Andrew spent a day with Jesus and recognized the truth in what John had said. Jesus was unique, a leader above all others, and Andrew decided to follow him. After he had made this decision, Andrew’s next thought was that he had to tell his brother, Peter. That recommendation, the passing on of the information from Andrew to Peter, resulted in a crucial meeting. Peter became the most important of Jesus’ disciples and the founder of the Early Church.
- Later, there was another crucial intervention by Andrew. Jesus had spent a whole day talking to people and healing those who were sick. A huge crowd had gathered, many thousands. They were starving. Most of the disciples were puzzled about how to get enough food to feed everyone. Only Andrew seems to have begun looking around and tentatively suggested starting with a small food parcel that a little boy had with him. Miraculously, Jesus made the food multiply and fed the whole crowd, but it was Andrew who passed on the initial information.
Time for reflection
Ask the students, ‘Do any of us have any morsels of useful information to pass on to others?!’
Point out that most of us will probably say ‘no’, yet society thrives on the sharing of good practice, the passing on of the results of experience. That’s what a sports coach does. That’s what a teacher does. That’s what the best of social media does. It can mean that we’re less likely to repeat the mistakes that our friends and family have made. It can mean that we take the most productive road rather than working our own way by trial and error. However, it depends on two factors.
First, are we willing to share with others the results of our experiences or are we embarrassed by the failures that led to our discoveries? Are we willing to face the possibility that our suggestions will be rejected? Do we think so little of ourselves that we don’t think that we have anything to offer?
Second, are we willing to listen to what others might suggest, to think it over and consider whether it is relevant to our lives? Perhaps we are so self-confident that we think that we don’t need anyone else’s advice. Obviously, we don’t have to do what others say, but it might be worth consideration.
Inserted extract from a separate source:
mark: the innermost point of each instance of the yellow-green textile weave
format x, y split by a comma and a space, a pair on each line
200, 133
Tuesday 30 November is St Andrew’s Day. He’s the patron saint not just of Scotland, but also Romania, Russia, Barbados, Ukraine, parts of Italy and elsewhere. After Jesus’ death and resurrection, Andrew spent his time travelling through Eastern Europe and the Balkans. As he travelled, he shared the story and message of Jesus with everyone he met and told them about the difference that Jesus could make to their lives. Andrew never stopped passing it on.
‘Don’t worry, be happy’ by Bobby McFerrin, available at: https://youtu.be/AFDOSq6Wxa0 (4.54 minutes long)
- Invite each student to think of three tips that they would like to pass on to other students.
- A practical tip from a sport or hobby.
- A tip for success in exams.
- A tip for staying calm in a crisis.
Encourage the students to write their tips (anonymously) on three pieces of card or paper. These can then be pinned to a board where they can be seen and acted upon.